Tokenizing with MLX data

Tokenizing with MLX data#

MLX data allows sample transformations with the full flexibility of python which means that you could use any python tokenizer in a Buffer.key_transform(). However, this is likely to be subject to the GIL which means that effectively only one sample can be tokenized at a time.

A better choice is to use an mlx.data.core.CharTrie to tokenize your data, taking full advatage of a multicore system. You can build the trie yourself or use one of the provided helpers to build a trie from an SentencePiece model or a plain text vocabulary file.

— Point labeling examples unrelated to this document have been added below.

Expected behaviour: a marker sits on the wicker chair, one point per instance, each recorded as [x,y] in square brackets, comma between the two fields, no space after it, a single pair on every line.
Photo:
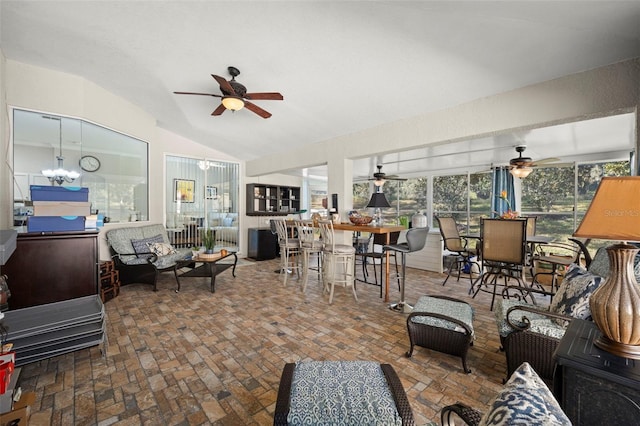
[443,324]
[524,400]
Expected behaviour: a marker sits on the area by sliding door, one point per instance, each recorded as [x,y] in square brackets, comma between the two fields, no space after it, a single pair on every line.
[202,194]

from mlx.data.core import CharTrie, Tokenizer

# We can build a trie ourselves
trie = CharTrie()
for t in b"a quick brown fox jumped over the lazy dog".split():
    trie.insert(t)
trie.insert(b" ")

tokenizer = Tokenizer(trie)
print(tokenizer.tokenize_shortest(b"a quick brown fox jumped over the lazy dog"))
# [0, 9, 1, 9, 2, 9, 3, 9, 4, 9, 5, 9, 6, 9, 7, 9, 8]

# We can also add all the letters in the trie and then tokenize anything we want
import string
for l in string.ascii_letters:
    trie.insert(bytes(l, "utf-8"))

print(tokenizer.tokenize_shortest(b"This is a quick example"))
# [54, 16, 17, 27, 9, 17, 27, 9, 0, 9, 1, 9, 13, 32, 0, 21, 24, 20, 13]

# The more useful option is to read the trie from a file, for instance an spm model
from mlx.data.tokenizer_helpers import read_trie_from_spm

trie, weights = read_trie_from_spm("path/to/spm/model")
tokenizer = Tokenizer(trie, trie_key_scores=weights)
tokenizer.tokenize_shortest(b"This is some more text to tokenize")

core.Tokenizer

A Tokenizer that can be used to tokenize arbitrary strings.

core.CharTrie

A Trie implementation for characters.

tokenizer_helpers.read_trie_from_vocab(...)

Read an mlx.data.core.CharTrie from a file with one token per line.

tokenizer_helpers.read_trie_from_spm(spm_file)

Read an mlx.data.core.CharTrie from a sentencepiece file.